(perforated lines--you can't resist 'em!)

(email on the street)
(*)

-- Sunday, February 27, 2000 --

 

2:23 a.m. Here is a lovely neon photo. I am inordinately fond of my neon ones, as if I were some kind of master with the lens. They seem so glamorous to me. I love city streets, display windows, storefronts. Shadow-shattering neon.

I am not much of a nature buff. I am a storefront buff. I was born in a very small city that felt like a great metropolis when I was growing up. By the time I moved to a great metropolis, I felt right at home -- as if I were a kid again.

I am an uneasy visitor to woods, or rolling green lawns, or prairies, or mountain vistas. I have enough sense to marvel, but I am just not comfortable or happy in a pretty suburban setting. I rather like the vertical shear of a multi-use building and the crumbly facade of an old brownstone. I feel at home on any stoop, any time.

Storefronts tell you the news of the community in an arcane, but easily deciphered language. For instance, the window in the photo shows you that our town is friendly to small businesses and startups, and that it's trying to catch up with all that new-fangled technology.

The email banner was made on an old-fangled dot-matrix printer. The store behind this front is open all night long if you are a client and have a key. The store next door sells sushi, and the store next door to that sells workout videos.

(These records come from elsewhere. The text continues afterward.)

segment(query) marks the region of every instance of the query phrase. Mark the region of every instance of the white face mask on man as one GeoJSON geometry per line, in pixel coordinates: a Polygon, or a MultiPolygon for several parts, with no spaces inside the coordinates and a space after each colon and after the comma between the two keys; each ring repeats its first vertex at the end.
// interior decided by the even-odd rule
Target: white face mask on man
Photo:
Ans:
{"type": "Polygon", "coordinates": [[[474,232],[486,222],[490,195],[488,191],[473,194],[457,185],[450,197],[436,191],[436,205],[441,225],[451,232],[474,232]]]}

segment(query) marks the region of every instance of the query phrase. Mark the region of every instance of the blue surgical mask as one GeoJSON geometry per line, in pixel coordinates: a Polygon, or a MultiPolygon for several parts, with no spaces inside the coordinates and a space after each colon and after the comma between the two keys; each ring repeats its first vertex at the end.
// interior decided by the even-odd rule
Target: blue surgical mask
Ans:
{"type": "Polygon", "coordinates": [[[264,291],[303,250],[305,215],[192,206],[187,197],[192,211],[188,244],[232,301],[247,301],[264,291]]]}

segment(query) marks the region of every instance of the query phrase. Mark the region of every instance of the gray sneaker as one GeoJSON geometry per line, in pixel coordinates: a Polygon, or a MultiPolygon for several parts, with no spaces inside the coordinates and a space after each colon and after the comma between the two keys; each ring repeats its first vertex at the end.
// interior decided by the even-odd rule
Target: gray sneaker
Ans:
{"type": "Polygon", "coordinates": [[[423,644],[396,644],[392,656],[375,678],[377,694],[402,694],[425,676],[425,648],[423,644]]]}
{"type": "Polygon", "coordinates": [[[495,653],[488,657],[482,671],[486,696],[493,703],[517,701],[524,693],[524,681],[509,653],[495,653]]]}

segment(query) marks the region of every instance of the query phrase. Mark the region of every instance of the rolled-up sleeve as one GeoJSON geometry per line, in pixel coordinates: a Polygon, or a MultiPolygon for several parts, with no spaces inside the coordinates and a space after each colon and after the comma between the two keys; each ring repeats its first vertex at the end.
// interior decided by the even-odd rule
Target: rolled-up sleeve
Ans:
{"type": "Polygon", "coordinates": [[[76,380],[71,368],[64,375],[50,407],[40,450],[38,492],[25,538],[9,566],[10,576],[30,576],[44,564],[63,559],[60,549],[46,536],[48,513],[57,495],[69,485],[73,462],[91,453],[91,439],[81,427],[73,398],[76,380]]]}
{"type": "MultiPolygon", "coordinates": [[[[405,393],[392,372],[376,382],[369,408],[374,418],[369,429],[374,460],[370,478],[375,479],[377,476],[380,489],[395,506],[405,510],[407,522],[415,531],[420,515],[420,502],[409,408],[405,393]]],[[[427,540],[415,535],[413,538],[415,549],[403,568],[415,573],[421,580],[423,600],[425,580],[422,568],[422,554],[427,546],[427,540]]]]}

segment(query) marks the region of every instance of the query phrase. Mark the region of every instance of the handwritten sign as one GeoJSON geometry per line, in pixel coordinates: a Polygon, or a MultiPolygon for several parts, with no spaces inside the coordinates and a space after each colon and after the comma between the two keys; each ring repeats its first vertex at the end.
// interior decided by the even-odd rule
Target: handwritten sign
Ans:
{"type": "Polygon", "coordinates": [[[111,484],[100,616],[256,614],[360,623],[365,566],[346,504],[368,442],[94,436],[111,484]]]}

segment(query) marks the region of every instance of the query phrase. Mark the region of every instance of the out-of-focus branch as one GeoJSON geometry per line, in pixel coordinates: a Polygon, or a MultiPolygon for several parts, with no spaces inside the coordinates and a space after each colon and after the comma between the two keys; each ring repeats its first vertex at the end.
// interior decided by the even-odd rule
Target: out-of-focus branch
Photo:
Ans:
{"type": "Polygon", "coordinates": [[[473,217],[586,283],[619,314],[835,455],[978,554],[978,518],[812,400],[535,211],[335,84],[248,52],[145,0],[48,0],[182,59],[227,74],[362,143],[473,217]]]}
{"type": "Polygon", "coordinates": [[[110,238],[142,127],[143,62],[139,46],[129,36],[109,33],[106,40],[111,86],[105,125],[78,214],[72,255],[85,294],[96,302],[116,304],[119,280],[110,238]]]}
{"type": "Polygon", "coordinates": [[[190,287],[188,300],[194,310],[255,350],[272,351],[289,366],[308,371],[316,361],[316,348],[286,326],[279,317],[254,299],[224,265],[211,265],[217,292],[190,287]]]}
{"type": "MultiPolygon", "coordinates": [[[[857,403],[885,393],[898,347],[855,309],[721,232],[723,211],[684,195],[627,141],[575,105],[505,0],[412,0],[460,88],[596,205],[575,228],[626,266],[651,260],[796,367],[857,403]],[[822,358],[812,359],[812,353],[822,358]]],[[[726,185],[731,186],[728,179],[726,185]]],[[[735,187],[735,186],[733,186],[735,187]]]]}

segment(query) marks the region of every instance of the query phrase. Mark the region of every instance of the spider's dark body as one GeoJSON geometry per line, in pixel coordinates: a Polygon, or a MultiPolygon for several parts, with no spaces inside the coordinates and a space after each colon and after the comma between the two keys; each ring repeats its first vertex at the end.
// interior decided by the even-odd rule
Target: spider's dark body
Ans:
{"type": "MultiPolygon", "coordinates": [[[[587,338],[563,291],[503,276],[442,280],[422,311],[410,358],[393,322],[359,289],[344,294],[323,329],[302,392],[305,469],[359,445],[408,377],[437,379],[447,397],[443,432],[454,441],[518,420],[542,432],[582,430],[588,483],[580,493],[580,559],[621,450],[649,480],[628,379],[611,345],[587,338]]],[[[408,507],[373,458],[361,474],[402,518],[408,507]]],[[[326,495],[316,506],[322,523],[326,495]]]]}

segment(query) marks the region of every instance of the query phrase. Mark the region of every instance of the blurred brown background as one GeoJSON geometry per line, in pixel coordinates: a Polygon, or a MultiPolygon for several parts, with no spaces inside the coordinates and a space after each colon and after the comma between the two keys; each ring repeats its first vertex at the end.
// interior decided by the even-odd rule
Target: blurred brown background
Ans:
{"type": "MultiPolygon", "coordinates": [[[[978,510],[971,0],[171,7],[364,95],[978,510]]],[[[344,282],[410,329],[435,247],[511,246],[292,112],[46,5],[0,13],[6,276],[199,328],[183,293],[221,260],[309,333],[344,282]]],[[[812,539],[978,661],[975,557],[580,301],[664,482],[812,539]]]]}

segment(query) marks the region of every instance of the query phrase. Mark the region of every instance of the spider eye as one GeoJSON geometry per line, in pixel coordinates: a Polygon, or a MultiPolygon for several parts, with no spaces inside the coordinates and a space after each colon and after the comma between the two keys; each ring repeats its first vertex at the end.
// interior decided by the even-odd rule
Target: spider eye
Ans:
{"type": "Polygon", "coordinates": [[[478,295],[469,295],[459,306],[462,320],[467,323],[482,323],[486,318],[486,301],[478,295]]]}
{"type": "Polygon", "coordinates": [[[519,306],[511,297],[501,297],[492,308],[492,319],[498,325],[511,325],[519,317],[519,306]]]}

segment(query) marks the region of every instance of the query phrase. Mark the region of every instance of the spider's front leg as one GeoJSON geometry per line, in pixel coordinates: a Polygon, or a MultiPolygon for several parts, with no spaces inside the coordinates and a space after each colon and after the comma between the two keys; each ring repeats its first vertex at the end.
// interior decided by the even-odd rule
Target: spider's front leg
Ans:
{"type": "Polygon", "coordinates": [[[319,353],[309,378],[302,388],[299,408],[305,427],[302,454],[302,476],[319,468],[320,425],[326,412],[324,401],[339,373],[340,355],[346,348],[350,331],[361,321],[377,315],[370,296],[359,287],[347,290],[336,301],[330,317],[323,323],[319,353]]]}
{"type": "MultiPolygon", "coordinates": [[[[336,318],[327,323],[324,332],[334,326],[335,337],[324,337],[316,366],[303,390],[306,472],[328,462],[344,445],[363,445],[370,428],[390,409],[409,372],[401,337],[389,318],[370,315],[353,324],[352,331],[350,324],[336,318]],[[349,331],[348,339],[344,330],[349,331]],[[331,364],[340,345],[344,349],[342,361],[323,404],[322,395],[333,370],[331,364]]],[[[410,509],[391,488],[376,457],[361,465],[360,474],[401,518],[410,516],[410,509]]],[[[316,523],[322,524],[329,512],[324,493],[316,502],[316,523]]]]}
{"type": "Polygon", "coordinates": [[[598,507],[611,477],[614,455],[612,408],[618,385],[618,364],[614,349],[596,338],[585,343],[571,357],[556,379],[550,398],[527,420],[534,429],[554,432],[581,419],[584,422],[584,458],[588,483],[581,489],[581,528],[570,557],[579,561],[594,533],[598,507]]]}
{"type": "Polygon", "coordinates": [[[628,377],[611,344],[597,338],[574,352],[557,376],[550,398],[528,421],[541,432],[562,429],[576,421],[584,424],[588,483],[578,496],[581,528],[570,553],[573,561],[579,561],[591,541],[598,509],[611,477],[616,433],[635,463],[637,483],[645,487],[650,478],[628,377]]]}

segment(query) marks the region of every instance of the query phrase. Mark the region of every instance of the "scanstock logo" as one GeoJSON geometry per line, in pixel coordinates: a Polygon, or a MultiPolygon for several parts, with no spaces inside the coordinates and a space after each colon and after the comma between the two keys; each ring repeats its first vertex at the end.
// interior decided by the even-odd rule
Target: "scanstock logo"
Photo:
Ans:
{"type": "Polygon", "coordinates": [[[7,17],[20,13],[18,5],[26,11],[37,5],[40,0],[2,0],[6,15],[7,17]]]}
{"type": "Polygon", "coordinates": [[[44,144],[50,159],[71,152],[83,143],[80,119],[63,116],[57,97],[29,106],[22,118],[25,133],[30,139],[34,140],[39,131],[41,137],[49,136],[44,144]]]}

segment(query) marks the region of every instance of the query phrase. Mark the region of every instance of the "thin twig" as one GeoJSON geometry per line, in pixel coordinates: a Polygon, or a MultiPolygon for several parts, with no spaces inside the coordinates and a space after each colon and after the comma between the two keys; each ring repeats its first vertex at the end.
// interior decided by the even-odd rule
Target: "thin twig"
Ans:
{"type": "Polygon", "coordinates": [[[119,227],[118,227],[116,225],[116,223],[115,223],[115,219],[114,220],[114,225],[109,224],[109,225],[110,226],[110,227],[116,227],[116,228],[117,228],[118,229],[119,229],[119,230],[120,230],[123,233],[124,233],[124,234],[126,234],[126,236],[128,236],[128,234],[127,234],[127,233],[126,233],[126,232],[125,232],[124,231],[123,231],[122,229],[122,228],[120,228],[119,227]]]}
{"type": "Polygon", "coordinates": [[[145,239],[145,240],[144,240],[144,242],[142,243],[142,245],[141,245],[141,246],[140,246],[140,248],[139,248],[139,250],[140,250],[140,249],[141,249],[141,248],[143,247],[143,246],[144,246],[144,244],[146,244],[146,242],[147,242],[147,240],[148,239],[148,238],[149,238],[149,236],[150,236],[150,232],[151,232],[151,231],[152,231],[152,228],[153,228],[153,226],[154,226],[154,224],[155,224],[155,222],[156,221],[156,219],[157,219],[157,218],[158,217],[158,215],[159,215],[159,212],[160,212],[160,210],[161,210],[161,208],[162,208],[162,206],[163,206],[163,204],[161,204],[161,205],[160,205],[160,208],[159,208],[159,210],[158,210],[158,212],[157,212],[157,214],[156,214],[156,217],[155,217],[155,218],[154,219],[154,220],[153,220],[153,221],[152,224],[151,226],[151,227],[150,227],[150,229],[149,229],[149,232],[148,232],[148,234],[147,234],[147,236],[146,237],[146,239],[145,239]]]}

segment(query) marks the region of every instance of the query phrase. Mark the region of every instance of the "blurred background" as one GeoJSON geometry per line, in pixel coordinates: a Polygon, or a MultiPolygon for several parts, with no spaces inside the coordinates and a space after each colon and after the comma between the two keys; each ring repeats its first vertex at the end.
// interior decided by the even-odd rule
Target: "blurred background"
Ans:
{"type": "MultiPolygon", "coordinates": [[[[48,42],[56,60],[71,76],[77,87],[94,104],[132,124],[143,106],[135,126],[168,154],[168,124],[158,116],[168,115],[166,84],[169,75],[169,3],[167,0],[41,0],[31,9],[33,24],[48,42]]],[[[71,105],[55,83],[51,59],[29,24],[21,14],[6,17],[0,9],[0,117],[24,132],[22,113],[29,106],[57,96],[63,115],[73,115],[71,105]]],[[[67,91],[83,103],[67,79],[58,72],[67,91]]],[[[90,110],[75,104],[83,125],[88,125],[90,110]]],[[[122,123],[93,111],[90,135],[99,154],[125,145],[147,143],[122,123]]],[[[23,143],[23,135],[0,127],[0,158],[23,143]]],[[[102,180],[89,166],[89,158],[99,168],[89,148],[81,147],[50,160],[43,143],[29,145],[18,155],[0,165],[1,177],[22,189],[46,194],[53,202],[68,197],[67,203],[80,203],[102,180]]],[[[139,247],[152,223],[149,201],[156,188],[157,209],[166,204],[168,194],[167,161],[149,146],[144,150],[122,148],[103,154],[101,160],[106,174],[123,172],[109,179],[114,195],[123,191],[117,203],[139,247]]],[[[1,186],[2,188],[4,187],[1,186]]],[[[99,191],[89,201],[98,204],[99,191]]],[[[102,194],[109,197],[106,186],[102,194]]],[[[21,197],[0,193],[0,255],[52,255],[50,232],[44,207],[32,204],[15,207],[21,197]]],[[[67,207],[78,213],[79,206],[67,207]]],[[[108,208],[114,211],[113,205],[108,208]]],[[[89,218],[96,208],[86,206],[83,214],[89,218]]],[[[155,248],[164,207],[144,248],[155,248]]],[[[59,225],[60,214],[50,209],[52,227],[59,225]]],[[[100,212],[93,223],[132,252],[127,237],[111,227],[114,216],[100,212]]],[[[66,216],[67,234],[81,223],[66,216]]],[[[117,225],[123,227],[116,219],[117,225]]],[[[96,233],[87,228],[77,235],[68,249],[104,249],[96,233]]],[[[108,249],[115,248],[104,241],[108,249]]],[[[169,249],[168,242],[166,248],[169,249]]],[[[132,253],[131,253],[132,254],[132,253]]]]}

Every time we take a walk, one business closes and another one opens up. The seamstress and the palm reader and the nail artist are always there, but the real estate companies come and go. There's a doomed corner on every street where a restaurant opens and closes within the year. That's the restaurant we decided to try last night.

We've lived on the West Coast now for almost 10 years. I suppose it feels like home if I don't think about it too hard. Yeah, the water's on the wrong side and the sun rises out of mountains and sets into ocean. I know we're on the other side of the looking glass here.

Here, the past is constantly being erased and rewritten. Here, all the boxes in the video store older than six months have faded to cyan and magenta. Here, the store for head shots has just replaced the head shop.